Morris was a 'snobbish' Oxford educated Anglican Vicar, failed Air-force Chaplain and failed Parish 'Priest', who had dabbled in publishing with his parish magazine, 'The Anvil'.
In reality he looked down on the poorly educated, lower class Hampson as one of the 'hoi polloi' - a pleb, although he feigned friendship.
Hampson, although he studied art, was in fact a failed art student.
He offered a tiny drawing for his final exam and, not surprisingly, the examiners failed him.
Hampson, with his wife and son to support, however,was desperate for work.
Morris, the snobby vicar, needed an illustrator for 'The Anvil', and Hampson needed a job, and so the unlikely two teamed up – by necessity rather than any shared sympathies.
However, with 'The Anvil' on its last legs, and very deeply in debt, Morris was desperate to find another option for his obsession with becoming a magazine publisher.
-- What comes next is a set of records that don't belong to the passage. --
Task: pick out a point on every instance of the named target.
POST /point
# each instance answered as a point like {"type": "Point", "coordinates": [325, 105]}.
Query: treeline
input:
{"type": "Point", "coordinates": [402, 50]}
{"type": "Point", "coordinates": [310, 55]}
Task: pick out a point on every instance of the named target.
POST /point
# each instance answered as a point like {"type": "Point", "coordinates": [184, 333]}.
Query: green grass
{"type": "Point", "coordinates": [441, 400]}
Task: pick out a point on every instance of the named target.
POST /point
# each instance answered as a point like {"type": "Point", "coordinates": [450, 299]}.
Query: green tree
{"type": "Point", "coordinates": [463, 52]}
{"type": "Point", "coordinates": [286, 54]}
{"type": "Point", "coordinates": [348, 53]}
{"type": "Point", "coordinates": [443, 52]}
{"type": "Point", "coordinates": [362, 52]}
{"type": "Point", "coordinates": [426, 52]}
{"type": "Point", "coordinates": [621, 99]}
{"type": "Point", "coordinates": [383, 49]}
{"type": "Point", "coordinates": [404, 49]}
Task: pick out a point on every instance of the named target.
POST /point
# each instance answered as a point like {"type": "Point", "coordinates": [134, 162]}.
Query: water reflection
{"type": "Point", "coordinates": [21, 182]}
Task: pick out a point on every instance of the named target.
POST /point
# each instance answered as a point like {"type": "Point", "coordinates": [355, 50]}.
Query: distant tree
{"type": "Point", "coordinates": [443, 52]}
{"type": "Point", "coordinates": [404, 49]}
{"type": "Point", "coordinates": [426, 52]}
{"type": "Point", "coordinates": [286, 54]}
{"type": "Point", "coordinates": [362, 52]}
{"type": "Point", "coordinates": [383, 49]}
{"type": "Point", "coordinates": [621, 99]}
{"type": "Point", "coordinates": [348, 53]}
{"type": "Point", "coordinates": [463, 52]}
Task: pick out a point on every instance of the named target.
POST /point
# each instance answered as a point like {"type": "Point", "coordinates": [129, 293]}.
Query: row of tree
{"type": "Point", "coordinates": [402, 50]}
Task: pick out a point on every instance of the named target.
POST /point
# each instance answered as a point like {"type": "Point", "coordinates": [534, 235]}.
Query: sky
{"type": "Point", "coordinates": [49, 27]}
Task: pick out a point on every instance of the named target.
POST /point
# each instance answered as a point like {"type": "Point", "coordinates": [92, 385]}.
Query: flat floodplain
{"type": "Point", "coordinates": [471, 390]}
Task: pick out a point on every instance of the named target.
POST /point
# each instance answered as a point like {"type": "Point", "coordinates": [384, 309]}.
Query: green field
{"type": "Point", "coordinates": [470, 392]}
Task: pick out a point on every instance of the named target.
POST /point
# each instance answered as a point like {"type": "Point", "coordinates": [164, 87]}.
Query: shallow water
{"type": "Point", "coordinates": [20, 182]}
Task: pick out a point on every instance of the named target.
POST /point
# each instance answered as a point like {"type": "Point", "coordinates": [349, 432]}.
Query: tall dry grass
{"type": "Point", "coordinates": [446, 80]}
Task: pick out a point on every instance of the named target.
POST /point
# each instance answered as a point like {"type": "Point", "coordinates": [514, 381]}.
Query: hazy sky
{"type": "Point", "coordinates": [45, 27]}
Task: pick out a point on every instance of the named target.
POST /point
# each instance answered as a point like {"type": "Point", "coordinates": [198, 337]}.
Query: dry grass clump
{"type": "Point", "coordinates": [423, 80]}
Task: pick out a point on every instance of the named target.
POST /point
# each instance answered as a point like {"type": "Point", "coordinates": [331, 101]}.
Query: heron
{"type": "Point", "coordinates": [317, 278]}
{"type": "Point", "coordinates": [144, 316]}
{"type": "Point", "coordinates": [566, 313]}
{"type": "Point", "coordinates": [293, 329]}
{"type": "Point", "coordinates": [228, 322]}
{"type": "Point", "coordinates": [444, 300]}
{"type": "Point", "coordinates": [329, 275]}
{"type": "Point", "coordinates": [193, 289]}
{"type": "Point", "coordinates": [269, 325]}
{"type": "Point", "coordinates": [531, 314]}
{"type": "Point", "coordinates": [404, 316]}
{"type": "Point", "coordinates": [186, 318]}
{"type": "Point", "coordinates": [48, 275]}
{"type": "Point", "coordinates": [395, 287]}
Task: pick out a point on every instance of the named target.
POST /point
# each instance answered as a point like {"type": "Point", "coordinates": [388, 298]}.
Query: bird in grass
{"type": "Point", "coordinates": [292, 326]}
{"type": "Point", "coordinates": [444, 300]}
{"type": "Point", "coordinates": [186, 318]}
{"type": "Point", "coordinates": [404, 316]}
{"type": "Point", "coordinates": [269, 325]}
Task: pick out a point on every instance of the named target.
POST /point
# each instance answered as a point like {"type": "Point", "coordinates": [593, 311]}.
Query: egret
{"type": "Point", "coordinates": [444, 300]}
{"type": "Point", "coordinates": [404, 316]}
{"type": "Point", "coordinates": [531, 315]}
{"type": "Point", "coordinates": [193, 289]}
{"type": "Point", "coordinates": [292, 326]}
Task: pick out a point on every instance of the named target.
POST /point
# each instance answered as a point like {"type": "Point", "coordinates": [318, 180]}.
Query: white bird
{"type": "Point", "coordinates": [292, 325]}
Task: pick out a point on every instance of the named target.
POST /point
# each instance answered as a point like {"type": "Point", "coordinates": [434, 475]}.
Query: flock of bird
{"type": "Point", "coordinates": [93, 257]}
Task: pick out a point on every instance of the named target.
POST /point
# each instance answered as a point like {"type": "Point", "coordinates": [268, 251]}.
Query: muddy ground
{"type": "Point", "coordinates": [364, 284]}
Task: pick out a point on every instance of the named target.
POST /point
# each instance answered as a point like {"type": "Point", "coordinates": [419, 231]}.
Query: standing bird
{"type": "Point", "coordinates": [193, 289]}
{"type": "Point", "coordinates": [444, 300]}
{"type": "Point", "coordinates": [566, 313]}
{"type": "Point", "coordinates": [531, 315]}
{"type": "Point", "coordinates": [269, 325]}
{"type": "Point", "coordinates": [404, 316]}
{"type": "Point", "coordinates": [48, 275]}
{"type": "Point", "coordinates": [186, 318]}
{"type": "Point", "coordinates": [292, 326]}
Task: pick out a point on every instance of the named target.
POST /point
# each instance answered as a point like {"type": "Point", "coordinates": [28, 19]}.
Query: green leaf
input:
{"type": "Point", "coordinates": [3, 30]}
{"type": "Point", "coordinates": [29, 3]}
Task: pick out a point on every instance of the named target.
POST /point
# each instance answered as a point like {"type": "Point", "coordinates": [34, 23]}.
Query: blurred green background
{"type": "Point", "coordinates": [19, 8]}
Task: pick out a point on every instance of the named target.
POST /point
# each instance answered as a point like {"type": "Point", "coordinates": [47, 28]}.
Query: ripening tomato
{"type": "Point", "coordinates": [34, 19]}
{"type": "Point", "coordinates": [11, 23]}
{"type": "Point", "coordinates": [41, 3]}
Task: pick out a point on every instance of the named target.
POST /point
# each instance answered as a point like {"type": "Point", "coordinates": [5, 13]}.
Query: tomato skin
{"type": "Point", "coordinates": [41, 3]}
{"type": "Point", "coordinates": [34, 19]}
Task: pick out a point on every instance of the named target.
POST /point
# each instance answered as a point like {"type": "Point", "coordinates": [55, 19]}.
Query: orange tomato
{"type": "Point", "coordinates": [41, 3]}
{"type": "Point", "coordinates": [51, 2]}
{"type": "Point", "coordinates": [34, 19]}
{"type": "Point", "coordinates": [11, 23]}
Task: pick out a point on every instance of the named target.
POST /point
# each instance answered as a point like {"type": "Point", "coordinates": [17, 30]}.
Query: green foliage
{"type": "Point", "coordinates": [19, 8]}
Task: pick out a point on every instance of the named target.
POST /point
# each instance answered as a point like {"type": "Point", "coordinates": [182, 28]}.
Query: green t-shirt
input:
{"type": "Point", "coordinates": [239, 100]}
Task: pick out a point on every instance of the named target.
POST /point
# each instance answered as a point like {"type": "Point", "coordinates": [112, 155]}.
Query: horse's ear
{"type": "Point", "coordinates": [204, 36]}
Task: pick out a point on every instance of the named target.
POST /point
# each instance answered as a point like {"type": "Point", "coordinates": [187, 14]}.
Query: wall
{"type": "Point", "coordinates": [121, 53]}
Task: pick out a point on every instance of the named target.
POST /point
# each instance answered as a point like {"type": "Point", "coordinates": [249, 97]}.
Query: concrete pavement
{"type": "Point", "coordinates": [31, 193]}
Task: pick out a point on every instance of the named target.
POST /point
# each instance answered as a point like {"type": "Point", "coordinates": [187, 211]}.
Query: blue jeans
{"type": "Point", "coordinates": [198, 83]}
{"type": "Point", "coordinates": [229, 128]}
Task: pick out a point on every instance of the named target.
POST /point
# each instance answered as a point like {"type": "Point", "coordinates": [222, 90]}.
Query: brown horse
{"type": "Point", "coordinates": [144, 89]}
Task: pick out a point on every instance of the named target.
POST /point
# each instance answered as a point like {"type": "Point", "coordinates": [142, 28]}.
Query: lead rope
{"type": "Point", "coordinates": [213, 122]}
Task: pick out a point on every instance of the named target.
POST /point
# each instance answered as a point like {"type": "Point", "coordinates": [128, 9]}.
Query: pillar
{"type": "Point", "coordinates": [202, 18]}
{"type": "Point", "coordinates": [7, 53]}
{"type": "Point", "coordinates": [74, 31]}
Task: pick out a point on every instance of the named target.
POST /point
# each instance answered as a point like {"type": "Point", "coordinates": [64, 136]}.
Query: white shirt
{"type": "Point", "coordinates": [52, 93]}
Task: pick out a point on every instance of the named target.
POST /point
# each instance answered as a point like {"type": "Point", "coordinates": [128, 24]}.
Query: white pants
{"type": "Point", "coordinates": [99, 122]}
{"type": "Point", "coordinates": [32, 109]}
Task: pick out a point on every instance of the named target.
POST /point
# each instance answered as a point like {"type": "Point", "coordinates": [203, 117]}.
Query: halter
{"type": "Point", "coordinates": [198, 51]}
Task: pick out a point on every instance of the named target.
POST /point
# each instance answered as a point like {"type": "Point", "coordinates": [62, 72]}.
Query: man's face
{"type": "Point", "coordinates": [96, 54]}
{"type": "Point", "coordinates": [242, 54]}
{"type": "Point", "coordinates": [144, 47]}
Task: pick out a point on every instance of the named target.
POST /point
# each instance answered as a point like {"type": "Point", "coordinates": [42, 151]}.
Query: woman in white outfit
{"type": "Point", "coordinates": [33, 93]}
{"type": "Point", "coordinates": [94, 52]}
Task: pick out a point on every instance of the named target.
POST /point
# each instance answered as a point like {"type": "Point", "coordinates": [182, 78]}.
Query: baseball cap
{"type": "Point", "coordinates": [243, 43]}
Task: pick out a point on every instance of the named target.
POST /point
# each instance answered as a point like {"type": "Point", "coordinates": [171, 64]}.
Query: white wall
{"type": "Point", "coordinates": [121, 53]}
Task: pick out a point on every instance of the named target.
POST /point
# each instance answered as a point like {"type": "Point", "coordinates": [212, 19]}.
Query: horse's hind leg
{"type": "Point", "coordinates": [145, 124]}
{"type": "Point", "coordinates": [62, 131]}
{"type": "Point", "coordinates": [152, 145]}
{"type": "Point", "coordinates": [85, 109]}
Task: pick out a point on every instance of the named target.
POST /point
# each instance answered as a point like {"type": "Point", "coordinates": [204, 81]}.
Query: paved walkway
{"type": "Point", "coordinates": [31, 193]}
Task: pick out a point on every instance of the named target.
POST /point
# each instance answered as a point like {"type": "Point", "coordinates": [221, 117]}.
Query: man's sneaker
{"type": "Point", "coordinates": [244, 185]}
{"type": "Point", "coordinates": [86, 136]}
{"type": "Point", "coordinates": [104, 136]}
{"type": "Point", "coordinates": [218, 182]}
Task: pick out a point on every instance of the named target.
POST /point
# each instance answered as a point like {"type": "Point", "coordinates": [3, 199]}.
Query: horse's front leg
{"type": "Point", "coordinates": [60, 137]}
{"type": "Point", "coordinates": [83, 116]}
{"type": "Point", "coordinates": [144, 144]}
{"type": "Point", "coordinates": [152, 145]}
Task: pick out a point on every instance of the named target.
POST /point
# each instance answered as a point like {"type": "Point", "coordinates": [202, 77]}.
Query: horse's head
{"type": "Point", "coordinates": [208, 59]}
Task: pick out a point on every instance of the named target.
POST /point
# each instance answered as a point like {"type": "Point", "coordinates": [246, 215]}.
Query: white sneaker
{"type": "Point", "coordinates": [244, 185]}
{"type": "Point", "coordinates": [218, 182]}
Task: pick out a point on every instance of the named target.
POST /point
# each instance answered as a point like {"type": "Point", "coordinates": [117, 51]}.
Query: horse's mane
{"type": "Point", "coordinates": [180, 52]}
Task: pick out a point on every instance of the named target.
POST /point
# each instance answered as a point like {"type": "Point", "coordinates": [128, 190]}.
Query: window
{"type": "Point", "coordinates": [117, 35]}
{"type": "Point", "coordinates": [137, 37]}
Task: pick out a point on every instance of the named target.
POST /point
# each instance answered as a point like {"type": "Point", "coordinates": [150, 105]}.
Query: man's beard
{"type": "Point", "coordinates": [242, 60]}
The Original Dan Dare by Zac
And so Hampson - not Morris - came up with the unlikely idea of 'Dan Dare – Space Chaplain' – after all, Morris had been an Air-Force Chaplain, even if he wasn't up to the job, and in the end resigned.
Of course 'Dan Dare – Space Chaplain' never even reached even the first issue, and one wonders if the concept was ever seriously intended for publication.
In reality it appears that it was an initial subterfuge to get some into thinking that all the 'spin' about a 'Christian Comic' had some substance.
The 'myth' about the creation of the Eagle, of course, is that it was a riposte to the appalling American 'horror comics' which were supposedly warping the minds – and morals – of innocent little English boys.
The 'Eagle' was, supposedly, a 'Christian' comic for boys.
Now the only 'Christian' item in the Eagle was a strip featuring New Testament stories on the back page – which hardly any boys read.
The 'Christian angle', incidentally was there to gain the support of teachers, and other establishment figures and, more importantly, to gain the approval of parents, who would, after all, be paying for the comic.
Interestingly, this specifically 'Christian' strip was not Morris' 'baby', but was included because it gave Hampson a chance to give his version of all the great images in Christian art – the Crucifixion, the Nativity, the entry into Jerusalem etc – which he did very well – (interestingly, however, Hampson is not remembered for his 'religious' images).
As for encouraging boys to live 'Christian' lives – well that's just part of the myth.
In reality Morris was a womanising, hard drinking 'money grabber', and Hampson was an obsessive monomaniac – and neither of them really cared deeply about Christian morality, although Morris gave superficial lip service to Christian values – until he became editor of 'Cosmopolitan'.
So the 'myths', as such, relate to the supposedly 'saintly' Marcus Morris, and the idea that the Eagle, as thought up by Hampson, was a boy's 'Christian comic'.
RAF Woodvale by Zac

And the name ?
Well the 'myth' teeters between the traditional Anglican eagle lectern in Marcus Morris' church, and an ink-stand in the shape of an eagle in Morris's study.
In reality, the name and the emblem owe nothing to Christian iconography, but rather are inspired, more prosaically, but justifiably, by  the nearby RAF Woodvale (on which Hampson based the Space Fleet HQ), which had an eagle as it emblem (in addition to the usual RAF eagle), and the motto 'UT AQUILAE VOLENT' - (That Eagles May Fly) - very appropriate.

Regardless of the myths, (so assiduiously preserved and diseminated by the 'astral anoraks'), Hampson proved, as time went on, to be his own worst enemy.
Even at Southport School of Arts and Crafts Frank's tutors noted his obsessive pursuit of accuracy and detail.
Of course, this was all to the good, as far as his art was concerned, but it did not enable him to obtain any qualifications, and in the end his obsessive 'monomania' prevented him from having any real relationships with his colleagues, and finally ruined his health.